Impact of Yuan devaluation on the Mauritian economy
China has decided to devalue its currency to boost its exports; Mauritius, being an importing nation, will benefit from favourable import supplies from China but negative ripples might be felt with seafood and textile exports from Mauritius to destinations like US and EU becoming less competitive as China corners the market with Yuan devaluation, even as Chinese tourists display less spending power on the island as their currency weakens.
China’s central bank has devalued the Yuan by nearly 3% against the US dollar to boost exports and take it a step closer to becoming an official reserve currency.
Industrial production, investment and retail sales data for China in July were weaker than expected, while weekend figures showed Chinese exports tumble 8.3% in July, their biggest drop in four months. After a string of figures showing weakening output growth since last year, the authorities have come under intense pressure internally to address the slowdown with a dramatic policy shift.

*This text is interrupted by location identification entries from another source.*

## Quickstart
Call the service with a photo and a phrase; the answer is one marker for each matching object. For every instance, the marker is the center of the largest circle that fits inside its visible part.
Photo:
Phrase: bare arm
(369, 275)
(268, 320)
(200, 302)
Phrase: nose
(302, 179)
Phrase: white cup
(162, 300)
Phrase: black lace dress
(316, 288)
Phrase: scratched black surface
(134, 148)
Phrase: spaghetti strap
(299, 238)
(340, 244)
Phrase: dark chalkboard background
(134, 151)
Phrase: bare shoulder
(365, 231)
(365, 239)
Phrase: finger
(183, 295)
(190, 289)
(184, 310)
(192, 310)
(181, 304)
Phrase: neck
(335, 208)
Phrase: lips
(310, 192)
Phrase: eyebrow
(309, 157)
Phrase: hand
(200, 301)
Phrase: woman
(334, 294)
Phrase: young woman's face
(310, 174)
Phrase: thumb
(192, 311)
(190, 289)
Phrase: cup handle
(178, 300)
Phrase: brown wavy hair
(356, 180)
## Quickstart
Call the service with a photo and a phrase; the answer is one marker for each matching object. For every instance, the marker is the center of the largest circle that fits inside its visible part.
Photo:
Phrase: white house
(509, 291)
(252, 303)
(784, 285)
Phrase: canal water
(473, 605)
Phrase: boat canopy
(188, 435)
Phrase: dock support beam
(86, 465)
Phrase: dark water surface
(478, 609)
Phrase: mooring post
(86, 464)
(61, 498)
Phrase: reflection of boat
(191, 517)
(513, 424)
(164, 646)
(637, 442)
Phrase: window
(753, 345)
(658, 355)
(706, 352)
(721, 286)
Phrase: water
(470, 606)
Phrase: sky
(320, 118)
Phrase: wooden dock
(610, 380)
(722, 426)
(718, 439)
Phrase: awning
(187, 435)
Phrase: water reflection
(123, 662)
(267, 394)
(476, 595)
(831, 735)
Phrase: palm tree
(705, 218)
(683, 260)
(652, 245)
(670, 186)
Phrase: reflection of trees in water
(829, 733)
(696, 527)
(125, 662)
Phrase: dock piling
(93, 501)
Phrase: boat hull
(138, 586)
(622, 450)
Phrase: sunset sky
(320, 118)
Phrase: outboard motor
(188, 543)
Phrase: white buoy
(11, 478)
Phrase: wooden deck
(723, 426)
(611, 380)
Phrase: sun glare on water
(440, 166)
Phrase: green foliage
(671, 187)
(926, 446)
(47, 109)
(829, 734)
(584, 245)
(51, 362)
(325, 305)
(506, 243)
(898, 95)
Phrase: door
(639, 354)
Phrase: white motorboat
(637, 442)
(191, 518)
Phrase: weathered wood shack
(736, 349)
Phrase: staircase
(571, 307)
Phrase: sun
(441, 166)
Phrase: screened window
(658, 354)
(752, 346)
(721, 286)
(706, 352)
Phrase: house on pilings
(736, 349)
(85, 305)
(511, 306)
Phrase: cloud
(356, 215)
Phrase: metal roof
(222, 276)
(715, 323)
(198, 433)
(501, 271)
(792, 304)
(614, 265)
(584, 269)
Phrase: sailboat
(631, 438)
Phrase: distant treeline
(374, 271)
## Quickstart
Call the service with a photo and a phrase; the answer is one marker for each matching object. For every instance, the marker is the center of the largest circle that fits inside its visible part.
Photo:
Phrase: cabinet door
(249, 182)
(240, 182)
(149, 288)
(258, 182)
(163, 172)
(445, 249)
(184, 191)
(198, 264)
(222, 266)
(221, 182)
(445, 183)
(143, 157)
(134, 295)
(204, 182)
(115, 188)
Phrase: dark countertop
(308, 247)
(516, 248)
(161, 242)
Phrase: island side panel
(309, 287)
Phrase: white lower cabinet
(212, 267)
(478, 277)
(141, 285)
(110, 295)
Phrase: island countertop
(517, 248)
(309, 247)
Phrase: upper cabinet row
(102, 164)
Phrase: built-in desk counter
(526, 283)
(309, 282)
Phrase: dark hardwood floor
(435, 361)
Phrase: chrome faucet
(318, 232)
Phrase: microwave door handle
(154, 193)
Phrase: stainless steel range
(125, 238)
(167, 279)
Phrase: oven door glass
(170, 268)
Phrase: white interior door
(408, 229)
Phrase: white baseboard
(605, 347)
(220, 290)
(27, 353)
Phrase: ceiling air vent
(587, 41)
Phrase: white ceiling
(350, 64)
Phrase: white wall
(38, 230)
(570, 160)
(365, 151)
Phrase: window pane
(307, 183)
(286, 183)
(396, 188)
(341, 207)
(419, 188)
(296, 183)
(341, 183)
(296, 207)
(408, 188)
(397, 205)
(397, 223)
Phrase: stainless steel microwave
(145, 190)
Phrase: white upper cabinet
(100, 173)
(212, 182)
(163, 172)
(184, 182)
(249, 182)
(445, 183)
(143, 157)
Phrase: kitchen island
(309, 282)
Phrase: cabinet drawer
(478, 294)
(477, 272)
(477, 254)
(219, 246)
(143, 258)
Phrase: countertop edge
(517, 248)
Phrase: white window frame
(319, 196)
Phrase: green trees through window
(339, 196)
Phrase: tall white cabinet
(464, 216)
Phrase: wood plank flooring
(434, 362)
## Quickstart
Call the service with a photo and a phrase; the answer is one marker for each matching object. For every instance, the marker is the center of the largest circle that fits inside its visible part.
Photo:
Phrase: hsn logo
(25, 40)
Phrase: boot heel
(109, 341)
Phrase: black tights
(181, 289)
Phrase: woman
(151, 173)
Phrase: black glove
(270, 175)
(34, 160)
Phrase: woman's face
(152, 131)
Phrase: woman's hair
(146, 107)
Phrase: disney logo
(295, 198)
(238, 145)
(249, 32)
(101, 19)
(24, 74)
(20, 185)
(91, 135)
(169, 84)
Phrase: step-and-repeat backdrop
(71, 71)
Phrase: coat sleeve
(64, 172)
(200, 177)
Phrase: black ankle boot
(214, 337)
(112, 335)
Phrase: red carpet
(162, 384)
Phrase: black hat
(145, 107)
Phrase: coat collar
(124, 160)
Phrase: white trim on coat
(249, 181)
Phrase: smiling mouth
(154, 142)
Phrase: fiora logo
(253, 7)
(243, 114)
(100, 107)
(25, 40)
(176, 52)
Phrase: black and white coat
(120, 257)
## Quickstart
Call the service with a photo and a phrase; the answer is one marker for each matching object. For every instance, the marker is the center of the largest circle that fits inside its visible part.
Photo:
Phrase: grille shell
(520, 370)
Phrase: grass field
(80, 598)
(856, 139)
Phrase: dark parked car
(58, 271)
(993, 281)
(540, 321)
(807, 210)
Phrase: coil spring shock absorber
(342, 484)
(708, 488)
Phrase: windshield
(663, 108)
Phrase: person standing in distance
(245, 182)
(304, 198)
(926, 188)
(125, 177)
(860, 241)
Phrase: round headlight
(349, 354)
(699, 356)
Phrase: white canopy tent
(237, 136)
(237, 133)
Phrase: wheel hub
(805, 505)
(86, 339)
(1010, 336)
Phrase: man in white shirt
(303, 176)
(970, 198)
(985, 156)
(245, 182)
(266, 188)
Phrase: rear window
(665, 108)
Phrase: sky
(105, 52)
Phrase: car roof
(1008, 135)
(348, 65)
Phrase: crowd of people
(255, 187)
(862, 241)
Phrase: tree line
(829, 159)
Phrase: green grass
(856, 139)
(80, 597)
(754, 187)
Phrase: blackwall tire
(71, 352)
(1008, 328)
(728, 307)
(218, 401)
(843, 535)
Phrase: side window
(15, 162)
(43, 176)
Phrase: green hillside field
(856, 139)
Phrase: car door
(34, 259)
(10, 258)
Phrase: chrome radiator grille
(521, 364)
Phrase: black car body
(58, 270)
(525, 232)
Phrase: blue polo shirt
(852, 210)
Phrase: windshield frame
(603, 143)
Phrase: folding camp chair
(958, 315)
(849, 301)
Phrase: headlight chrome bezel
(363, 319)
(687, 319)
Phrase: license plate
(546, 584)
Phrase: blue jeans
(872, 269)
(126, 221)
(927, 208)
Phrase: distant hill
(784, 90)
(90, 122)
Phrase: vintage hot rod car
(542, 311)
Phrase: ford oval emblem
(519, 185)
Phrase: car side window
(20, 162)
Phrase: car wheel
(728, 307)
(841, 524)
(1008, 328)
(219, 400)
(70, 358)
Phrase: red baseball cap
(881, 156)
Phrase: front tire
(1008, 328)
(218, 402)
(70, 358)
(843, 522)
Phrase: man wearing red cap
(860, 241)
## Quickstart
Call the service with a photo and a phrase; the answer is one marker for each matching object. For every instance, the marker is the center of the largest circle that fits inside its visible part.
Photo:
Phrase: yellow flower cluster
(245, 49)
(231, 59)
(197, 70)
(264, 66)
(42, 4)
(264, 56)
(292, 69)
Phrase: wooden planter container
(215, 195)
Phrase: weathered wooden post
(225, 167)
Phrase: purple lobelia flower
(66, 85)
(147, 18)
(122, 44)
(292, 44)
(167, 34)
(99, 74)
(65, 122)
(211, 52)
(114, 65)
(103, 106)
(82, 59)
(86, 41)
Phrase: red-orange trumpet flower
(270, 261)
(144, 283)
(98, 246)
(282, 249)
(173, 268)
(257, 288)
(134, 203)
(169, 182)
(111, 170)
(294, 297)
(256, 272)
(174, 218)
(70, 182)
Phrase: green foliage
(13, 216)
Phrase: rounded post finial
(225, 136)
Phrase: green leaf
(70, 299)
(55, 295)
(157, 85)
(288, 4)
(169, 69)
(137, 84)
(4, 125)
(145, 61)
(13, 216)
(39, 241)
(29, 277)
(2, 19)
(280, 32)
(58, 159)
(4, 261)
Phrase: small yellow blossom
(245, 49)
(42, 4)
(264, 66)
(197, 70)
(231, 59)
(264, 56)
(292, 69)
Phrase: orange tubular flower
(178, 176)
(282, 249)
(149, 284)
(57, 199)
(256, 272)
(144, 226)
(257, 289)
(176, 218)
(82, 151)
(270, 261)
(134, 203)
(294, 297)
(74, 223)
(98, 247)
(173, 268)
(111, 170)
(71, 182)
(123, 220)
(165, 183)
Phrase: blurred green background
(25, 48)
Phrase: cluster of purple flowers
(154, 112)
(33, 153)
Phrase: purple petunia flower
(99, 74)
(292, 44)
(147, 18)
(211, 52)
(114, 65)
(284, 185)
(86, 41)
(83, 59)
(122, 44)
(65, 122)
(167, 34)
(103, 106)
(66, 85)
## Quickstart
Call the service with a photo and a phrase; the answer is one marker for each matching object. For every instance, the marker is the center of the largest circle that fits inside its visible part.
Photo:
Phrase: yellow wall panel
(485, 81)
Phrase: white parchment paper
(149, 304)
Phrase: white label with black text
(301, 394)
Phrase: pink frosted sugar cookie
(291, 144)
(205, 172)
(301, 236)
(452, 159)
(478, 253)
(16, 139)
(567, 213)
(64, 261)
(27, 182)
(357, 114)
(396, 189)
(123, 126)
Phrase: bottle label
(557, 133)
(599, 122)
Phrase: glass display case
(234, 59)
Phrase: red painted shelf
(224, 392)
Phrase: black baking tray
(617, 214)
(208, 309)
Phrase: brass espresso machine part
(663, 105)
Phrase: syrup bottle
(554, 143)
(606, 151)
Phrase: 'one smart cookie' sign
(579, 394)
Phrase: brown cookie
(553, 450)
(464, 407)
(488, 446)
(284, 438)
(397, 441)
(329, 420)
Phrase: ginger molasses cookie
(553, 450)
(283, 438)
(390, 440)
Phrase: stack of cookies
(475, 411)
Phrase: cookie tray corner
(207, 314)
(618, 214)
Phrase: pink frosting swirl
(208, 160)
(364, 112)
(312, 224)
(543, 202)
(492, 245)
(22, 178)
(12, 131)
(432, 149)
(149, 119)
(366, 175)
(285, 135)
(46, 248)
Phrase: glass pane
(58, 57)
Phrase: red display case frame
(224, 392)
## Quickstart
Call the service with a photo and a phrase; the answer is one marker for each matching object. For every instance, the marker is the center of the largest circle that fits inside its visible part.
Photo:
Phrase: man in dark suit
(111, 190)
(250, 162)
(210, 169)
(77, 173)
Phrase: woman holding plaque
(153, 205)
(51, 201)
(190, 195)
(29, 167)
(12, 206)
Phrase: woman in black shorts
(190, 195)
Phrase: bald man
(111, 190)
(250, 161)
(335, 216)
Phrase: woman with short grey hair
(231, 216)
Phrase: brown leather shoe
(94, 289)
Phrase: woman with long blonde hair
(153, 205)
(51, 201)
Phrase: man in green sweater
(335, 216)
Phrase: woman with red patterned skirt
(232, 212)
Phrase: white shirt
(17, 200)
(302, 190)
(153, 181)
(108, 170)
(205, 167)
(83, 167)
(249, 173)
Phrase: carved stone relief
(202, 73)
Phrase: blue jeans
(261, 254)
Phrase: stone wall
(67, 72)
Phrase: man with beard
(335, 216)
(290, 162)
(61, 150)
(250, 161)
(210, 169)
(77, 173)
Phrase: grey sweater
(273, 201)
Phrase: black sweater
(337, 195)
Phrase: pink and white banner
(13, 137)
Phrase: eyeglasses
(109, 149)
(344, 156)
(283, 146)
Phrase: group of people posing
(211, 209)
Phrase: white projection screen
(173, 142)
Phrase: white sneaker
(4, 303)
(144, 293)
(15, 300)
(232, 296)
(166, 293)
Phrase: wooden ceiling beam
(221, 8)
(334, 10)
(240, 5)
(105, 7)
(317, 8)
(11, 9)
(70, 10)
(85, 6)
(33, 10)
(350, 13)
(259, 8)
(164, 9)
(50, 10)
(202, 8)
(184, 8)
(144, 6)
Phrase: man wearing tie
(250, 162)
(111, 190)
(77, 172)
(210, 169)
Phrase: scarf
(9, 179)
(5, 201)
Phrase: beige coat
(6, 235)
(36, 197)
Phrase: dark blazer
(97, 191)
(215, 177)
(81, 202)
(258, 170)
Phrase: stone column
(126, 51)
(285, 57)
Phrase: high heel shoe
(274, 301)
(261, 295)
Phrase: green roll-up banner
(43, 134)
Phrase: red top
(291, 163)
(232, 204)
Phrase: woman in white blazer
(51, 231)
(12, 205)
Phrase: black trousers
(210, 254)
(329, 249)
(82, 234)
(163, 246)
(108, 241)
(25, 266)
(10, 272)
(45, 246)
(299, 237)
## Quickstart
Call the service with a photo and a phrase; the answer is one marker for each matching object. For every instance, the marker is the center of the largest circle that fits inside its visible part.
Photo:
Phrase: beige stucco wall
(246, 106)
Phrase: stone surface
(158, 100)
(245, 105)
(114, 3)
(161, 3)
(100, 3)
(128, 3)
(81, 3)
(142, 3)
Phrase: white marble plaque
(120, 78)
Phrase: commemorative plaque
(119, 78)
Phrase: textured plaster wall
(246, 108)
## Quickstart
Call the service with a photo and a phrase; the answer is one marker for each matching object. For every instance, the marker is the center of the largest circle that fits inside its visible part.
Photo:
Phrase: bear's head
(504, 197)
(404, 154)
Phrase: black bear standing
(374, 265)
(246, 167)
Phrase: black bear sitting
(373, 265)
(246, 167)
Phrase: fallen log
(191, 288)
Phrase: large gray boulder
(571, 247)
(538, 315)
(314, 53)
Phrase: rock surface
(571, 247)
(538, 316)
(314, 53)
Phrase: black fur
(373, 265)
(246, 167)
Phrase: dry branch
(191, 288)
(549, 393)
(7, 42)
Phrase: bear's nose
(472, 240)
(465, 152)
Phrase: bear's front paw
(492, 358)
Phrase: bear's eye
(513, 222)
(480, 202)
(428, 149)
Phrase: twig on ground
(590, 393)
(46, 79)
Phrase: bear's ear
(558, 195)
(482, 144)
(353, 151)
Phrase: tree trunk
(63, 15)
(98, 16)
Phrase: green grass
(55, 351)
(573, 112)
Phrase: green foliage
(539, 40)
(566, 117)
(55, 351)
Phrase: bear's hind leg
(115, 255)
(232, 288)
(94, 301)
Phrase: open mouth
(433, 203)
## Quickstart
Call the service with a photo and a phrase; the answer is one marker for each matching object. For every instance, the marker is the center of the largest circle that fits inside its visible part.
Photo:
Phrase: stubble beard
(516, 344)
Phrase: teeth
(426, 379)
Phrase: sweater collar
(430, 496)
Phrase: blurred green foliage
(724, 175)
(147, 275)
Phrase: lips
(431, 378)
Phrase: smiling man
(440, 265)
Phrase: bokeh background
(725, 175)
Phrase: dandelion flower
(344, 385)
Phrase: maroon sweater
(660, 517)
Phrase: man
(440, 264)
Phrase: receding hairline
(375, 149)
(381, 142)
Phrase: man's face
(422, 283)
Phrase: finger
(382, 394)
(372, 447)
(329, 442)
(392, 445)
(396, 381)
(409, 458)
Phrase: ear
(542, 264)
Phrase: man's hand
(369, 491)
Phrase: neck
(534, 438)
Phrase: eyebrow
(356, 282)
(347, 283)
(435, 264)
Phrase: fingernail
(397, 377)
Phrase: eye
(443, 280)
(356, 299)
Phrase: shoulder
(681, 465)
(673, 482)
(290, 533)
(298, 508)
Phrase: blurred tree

Exporting giant China has devalued its currency to boost exports. Since the beginning of the year, figures show a devaluation of 3.0% against currency major USD to exchange at 0.156008 USD for 1 CNY compared to 0.16113 USD for 1 CNY in January.
China being an export giant, devaluating the Yuan will be favourable for its balance of payments, given that export levels will be boosted and there will be increased activity levels in the country.
Mauritius is mainly an importing nation with imports at Rs 172.3 billion for 2014 out of which China accounted for 16.1% of imports for an amount of Rs 27.8 billion.
Just after India, which is Mauritius’ main source country for imports, comes China.
Mauritius pays for its exports in USD normally, and, therefore, devaluation of Yuan may signal a favourable change for Mauritius on the imports front as overseas purchases from China will cost less.
The other side of the coin shows that Mauritius exports seafood products to China shall be less competitive with Yuan devaluation.
Accordingly, on the exports market, Mauritius exports stood at Rs 96.6 billion in 2014. The island’s exports comprise mainly of clothing, textiles, sugar, cut flowers, molasses and fish towards the European Union and some other countries as well.
China being a big competitor on the export market, the Asian nation will now have a greater competitive edge with the Yuan devaluation.
Mauritian exports of textile and clothing may be at risk, given the island’s export destinations are mainly the United States and European counties. Now, given that China is a major exporter of textile and clothing, the small market share Mauritius holds in this market may be at threat.
Another segment is the tourism sector, where there has been major growth of 51.2% in Chinese tourists to Mauritius on a yearly basis in 2014 over 2013, with China capturing 6.0% of the total tourist arrivals to the island.
A weaker Yuan shall reduce spending power of Chinese and might impact the level of tourist arrivals from this market which is likely to impact Mauritius tourist earning receipts as well.